Em Santa Catarina, o Núcleo de Ações Repetitivas à Saúde (Naras) atua em parceria com a SES para elaborar defesas processuais e administrar o cumprimento das decisões judiciais. De forma semelhante, o Rio Grande do Sul conta com 20 procuradores/as especializados/as que procuram concentrar a maior parte das demandas. Para acompanhar o cumprimento e evitar sanções e multas judiciais, a SES e a PGE firmaram parceria com o Tribunal de Justiça Estadual e o Tribunal Regional Federal para que juízes/as possam acessar o sistema de Administração de Medicamentos Especiais (AME), que acompanha a demanda e o estoque de medicamentos e insumos. A parceria também fixa compromissos claros sobre prazos para cumprimento e comunicação de decisões em tutela antecipada e sentenças. Além disso, para tornar a defesa da PGE no estado mais técnica e eficiente, a SES-RS mantém convênio com a PGE para a contratação de médicos/as pareceristas, selecionados pela SES, para auxiliar a PGE de forma remota.

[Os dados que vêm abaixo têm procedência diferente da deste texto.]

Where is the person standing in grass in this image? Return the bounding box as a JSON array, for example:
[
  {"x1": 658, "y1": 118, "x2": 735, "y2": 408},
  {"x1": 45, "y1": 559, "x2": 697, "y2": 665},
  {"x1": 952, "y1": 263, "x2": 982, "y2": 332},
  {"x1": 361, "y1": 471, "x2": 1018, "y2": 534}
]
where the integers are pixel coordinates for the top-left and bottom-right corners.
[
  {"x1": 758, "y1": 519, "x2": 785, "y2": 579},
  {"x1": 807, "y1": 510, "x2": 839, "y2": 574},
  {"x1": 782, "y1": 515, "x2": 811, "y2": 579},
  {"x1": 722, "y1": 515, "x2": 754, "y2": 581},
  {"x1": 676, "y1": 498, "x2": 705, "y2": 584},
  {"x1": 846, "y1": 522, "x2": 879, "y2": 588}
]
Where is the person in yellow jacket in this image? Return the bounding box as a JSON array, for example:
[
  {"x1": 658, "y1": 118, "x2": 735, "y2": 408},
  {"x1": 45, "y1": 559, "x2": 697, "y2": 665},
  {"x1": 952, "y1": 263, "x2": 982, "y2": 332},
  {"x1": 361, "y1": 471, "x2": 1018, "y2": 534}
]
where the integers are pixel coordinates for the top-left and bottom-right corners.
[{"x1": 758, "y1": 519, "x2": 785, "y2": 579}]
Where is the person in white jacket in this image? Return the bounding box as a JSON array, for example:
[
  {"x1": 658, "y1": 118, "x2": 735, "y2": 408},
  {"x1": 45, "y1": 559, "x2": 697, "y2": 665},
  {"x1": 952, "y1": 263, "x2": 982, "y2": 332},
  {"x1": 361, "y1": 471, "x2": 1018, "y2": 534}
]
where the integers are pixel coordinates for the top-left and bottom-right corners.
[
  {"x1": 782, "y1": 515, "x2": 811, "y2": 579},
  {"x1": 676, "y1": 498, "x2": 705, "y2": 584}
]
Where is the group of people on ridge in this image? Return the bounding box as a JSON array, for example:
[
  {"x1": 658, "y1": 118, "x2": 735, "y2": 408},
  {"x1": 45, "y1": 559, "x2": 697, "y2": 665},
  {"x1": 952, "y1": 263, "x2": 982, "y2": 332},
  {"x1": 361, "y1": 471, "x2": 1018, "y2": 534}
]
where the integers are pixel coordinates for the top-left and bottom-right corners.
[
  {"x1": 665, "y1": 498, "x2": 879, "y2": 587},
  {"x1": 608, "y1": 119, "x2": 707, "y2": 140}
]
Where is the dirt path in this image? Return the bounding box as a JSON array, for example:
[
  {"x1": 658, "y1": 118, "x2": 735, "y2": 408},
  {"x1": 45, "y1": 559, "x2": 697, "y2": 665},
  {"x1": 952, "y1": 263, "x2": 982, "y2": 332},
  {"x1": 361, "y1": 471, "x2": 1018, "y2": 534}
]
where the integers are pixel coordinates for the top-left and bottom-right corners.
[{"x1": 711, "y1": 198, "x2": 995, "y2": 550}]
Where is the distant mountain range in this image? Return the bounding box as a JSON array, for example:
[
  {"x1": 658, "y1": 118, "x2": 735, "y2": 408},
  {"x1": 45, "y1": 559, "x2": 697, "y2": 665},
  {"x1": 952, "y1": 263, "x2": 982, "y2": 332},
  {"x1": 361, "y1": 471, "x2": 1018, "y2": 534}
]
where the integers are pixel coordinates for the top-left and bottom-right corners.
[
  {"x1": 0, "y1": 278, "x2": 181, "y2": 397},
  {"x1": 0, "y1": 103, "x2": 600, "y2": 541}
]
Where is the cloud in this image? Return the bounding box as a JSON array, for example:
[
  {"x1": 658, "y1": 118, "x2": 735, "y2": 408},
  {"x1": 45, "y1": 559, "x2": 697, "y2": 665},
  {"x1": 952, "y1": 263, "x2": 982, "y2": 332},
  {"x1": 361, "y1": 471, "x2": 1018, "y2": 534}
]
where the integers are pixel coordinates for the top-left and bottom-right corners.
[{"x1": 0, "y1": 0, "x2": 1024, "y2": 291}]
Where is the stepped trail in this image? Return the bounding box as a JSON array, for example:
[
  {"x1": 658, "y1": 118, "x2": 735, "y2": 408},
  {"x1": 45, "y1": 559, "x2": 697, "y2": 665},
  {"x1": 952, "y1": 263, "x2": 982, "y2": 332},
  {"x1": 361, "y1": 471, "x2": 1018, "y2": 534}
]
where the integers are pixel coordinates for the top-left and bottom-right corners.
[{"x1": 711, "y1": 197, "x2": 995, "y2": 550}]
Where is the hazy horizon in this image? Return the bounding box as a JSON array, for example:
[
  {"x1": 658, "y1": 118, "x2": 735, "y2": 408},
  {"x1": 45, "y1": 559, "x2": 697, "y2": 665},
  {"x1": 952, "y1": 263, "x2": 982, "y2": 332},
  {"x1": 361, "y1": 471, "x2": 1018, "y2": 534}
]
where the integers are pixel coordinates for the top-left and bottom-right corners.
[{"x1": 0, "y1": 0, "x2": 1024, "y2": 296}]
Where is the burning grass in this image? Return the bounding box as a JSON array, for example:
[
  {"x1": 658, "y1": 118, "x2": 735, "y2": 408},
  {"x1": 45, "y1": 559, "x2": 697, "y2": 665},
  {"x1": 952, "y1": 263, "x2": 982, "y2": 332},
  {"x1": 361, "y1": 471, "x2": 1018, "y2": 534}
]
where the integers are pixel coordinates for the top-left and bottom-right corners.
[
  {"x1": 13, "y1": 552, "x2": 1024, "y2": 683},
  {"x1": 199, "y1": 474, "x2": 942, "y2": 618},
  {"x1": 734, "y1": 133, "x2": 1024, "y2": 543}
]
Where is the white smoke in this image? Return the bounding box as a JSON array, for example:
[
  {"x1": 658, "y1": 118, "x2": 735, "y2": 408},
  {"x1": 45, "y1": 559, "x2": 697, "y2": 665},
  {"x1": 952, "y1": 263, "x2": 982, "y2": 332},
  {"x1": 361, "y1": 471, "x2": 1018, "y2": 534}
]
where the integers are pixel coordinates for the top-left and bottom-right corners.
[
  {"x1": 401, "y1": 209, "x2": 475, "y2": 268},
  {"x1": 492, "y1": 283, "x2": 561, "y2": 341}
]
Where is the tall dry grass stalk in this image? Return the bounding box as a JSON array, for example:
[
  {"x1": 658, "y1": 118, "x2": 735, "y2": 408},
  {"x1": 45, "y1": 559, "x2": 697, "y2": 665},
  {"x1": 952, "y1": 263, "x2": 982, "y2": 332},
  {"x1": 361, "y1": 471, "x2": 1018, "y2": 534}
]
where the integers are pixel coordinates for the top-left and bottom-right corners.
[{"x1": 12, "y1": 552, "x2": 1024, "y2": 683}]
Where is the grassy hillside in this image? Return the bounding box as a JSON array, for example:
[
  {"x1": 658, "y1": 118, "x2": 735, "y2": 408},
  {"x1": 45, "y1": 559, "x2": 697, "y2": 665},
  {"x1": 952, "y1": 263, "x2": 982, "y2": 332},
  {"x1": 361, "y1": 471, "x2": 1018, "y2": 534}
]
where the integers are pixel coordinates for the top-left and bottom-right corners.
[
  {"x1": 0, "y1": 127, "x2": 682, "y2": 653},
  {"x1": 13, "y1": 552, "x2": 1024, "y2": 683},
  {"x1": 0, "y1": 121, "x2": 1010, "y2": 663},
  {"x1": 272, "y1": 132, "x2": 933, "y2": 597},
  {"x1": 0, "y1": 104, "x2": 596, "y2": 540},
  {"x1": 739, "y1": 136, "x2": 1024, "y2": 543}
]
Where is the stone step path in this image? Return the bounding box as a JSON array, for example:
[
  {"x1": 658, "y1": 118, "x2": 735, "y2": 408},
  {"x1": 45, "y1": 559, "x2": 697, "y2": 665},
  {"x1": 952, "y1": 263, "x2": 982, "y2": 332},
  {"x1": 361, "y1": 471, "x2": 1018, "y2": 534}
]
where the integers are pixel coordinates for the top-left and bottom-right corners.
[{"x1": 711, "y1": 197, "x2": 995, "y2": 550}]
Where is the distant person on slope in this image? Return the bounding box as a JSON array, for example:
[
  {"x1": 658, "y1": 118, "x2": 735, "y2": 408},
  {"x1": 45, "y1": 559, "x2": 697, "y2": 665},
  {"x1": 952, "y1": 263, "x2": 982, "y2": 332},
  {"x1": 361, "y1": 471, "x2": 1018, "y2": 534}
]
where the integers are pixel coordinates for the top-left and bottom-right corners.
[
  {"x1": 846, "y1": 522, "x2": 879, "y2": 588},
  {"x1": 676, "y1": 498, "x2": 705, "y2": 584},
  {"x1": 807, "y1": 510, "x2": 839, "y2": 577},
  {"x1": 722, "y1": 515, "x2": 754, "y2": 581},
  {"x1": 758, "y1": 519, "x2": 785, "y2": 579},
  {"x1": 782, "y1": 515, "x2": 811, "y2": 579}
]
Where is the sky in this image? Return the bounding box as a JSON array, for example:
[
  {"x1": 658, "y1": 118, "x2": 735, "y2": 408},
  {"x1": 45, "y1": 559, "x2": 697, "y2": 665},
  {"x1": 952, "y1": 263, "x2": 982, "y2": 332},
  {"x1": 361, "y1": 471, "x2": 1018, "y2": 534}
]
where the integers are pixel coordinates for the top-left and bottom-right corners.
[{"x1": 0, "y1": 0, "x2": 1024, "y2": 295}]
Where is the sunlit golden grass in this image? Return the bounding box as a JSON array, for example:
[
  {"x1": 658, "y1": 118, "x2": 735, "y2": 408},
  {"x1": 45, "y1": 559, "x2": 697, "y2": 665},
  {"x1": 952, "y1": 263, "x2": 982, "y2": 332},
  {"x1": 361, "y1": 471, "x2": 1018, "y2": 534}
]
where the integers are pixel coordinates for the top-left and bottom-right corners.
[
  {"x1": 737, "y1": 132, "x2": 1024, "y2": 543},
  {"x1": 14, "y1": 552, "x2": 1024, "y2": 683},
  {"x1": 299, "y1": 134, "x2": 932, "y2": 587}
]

No Rio de Janeiro, a PGE-16 concentra a defesa das demandas de saúde da capital, com auxílio de pareceres de membros da SES cedidos à PGE para a elaboração de defesas mais técnicas. Por meio da CADJ, PGE e SES também monitoram o cumprimento de decisões. Além desta atuação mais especializada, a parceria entre PGE e SES foi condição para a criação da CRLS.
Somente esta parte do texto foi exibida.